With one bout of exams just completed and another starting soon, you’re probably looking for a way to deal with the stress and anxiety that surrounds test writing. Whether dealing with a less-than-satisfactory grade or your not-so-great study skills, I have some advice for you.
First of all, planning is everything. It’s better to prevent a problem in the first place than to try to remedy it afterwards. Make sure you have a planner or a calendar where you can write down your due dates and exam dates. That way, they can’t sneak up on you. Then, you can plan when to start studying. I suggest starting two weeks before the test.
Use the first week to go over your notes, rewatch lecture captures if they’re available and make cue cards — it all depends on how you study best. The second week, go over your study notes or cue cards again. You’ll find that the extra week spent reviewing your notes will really help you get the information into your head.

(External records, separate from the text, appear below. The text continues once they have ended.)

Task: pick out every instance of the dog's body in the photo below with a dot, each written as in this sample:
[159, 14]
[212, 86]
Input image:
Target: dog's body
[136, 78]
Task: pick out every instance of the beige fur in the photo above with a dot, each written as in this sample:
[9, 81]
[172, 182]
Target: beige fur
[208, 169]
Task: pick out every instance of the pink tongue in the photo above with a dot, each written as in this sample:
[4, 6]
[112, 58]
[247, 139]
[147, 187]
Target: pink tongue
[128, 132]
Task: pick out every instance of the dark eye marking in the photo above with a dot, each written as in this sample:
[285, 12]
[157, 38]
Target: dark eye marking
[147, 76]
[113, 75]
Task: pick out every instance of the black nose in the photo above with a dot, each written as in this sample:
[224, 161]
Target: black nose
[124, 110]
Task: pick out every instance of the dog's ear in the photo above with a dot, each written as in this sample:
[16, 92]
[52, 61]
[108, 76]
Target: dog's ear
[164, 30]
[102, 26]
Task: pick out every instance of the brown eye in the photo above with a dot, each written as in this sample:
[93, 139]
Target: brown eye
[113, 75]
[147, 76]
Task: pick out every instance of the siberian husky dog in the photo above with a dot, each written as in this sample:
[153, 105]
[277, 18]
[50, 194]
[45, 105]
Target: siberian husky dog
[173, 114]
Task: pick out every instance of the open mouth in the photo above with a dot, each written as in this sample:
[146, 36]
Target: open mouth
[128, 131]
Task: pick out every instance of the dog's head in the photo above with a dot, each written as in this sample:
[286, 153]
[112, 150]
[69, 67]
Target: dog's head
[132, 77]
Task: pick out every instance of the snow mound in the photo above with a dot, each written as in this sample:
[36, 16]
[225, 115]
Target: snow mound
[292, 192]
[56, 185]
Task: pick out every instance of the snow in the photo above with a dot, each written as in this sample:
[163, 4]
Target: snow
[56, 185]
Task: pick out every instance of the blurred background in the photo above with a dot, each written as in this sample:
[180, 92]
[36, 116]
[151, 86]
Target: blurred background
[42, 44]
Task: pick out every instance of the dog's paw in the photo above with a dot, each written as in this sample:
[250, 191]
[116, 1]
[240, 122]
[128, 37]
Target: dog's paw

Also, the great thing about the two-week reminder system is that, even if you procrastinate a bit, you’ll still get something in your head from studying every other day or two. It will alleviate the stress of cramming the last few days or the night before.
Make sure you know what you should be studying — what exactly is your professor going to focus on? Check ratemyprofessors.com, or ask any friends who’ve taken the class previously where the professor usually gets their questions from. I’ve done poorly on a few midterms because the teacher was testing solely from the textbook and I was studying only content from the notes. Also, don’t forget to stop by the Arts and Science Students’ Union office in Arts 218 for past exams.
Now, let’s say you’ve gotten a bad mark on your midterm. First things first, go to the exam review session. I know it sounds like a waste of time for some, but it’s really important. Not only does this let you know what areas you messed up on so you can better prepare for them next time but there is also always a possibility that a question that was right on your exam ended up getting marked wrong, especially if it was marked by a person and not a Scantron machine.
Finally, keep in mind that, although it feels like it, one exam is not the be-all and end-all of your academic life. You can always make it up. Let it be motivation for you to work even harder!